A systematic literature survey published in several journals of pharmaceutical chemistry and of chromatography used to analyze impurities for most of the drugs that have been reviewed. This article covers the period from 2016 to 2020, in which almost of chromatographic techniques have been used for drug impurity analysis. These chromatography techniques are important in the analysis and description of drug impurities. Moreover, some recent developments in forced impurity profiling have been discussed, such as buffer solutions, mobile phase, columns, elution modes, and detectors are highlighted in drugs used for the study. This primarily focuses on thorough updating of different analytical methods which include hyphenated techniques for detecting and quantifying impurity and degradation levels in various pharmaceutical matrices.

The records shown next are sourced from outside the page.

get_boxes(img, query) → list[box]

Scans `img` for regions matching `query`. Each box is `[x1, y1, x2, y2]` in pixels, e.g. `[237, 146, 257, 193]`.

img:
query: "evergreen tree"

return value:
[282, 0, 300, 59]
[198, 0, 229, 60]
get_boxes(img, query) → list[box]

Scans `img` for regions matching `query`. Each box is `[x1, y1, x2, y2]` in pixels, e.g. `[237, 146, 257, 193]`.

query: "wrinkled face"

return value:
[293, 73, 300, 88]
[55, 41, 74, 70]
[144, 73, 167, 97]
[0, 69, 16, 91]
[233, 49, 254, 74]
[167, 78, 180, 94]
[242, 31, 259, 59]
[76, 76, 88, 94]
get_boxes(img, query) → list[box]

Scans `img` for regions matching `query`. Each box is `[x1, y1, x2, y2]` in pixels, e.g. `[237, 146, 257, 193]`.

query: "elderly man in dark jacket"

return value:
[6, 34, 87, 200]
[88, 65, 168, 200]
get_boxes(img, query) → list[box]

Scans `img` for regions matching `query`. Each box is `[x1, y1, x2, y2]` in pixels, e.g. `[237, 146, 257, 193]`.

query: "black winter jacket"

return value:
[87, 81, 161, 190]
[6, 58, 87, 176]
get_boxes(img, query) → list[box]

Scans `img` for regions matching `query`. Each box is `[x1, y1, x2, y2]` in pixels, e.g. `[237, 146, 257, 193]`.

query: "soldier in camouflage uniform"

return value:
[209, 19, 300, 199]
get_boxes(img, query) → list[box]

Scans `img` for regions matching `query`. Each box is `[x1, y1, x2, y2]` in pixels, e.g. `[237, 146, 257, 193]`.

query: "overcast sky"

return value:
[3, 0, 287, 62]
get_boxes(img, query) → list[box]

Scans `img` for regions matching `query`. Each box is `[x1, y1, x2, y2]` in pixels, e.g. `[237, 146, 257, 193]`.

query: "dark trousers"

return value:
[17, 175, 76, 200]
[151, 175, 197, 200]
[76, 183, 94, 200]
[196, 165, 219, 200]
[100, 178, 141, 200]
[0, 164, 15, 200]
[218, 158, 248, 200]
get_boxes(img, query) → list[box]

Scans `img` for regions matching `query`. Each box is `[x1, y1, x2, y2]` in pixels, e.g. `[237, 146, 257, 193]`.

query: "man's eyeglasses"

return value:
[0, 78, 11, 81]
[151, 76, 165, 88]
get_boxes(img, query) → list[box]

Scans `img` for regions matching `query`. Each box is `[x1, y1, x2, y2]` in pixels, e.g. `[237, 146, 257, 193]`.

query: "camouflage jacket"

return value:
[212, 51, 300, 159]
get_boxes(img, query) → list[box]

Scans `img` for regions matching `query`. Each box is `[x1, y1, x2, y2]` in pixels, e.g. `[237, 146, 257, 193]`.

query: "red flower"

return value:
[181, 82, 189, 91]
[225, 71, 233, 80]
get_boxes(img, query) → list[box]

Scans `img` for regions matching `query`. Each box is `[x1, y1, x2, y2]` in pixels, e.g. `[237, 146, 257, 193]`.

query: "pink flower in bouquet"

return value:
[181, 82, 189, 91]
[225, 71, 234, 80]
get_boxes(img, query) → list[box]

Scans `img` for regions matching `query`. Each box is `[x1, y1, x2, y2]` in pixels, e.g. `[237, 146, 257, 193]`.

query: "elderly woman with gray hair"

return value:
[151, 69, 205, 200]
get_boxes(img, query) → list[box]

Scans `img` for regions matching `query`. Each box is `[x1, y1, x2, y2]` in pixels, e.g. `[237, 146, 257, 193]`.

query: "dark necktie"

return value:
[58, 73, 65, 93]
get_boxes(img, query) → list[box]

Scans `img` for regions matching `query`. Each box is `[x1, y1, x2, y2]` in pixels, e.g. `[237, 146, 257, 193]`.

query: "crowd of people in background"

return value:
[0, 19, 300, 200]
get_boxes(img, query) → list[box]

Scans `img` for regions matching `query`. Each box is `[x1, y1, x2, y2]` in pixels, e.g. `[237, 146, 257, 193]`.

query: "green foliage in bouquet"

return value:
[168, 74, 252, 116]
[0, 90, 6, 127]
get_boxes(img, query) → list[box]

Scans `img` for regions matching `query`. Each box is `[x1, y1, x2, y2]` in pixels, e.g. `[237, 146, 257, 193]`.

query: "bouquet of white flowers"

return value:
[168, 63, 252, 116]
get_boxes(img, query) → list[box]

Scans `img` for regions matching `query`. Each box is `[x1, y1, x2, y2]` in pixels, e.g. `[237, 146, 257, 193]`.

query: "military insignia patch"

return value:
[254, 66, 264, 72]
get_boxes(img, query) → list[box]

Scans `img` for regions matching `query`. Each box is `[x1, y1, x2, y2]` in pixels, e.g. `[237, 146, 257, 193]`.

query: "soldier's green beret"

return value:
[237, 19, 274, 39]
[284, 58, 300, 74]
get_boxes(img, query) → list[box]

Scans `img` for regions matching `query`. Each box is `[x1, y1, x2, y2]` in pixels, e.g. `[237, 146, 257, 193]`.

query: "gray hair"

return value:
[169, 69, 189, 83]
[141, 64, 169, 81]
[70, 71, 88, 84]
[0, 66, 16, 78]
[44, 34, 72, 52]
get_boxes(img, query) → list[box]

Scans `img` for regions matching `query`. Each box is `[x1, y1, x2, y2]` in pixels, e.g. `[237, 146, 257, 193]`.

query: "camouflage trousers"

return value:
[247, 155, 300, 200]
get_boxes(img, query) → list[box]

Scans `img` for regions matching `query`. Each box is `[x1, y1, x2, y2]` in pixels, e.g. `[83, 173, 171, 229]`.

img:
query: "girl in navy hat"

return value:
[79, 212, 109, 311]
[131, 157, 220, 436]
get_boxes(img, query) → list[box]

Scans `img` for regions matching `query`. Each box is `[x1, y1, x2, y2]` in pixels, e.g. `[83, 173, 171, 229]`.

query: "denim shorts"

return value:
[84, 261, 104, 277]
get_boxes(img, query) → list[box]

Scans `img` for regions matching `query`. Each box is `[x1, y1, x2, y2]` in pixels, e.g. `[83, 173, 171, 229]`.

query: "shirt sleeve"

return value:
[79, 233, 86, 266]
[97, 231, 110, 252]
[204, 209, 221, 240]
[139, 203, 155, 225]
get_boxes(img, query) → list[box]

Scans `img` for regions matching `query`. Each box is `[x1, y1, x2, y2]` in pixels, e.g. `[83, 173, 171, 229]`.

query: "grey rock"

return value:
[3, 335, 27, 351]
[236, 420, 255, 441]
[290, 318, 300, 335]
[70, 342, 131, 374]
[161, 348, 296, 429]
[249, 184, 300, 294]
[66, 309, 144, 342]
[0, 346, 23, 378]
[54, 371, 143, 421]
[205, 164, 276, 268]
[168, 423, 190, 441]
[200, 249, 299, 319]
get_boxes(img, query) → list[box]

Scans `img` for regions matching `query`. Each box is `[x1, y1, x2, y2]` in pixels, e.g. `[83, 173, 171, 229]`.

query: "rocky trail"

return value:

In the past few decades impurity profiling has continuously gained the attention of regulatory bodies due to the rise in the number of drugs frequently entering the market. International regulatory agencies like ICH, FDA, Canadian Drug and Health Agency emphasize carrying out impurity profiling of drugs in strict compliance with the regulatory guidelines that have been laid down intending to ensure production of high quality and safe pharmaceutical drugs to serve mankind. Simple impurities can be easily evaluated by conventionally available methods whereas impurities present within complex matrix structure pose significant challenges to the analyst and require a more sophisticated approach. The work has been carried out with great efforts to make the study possible distinctively and comprehensively.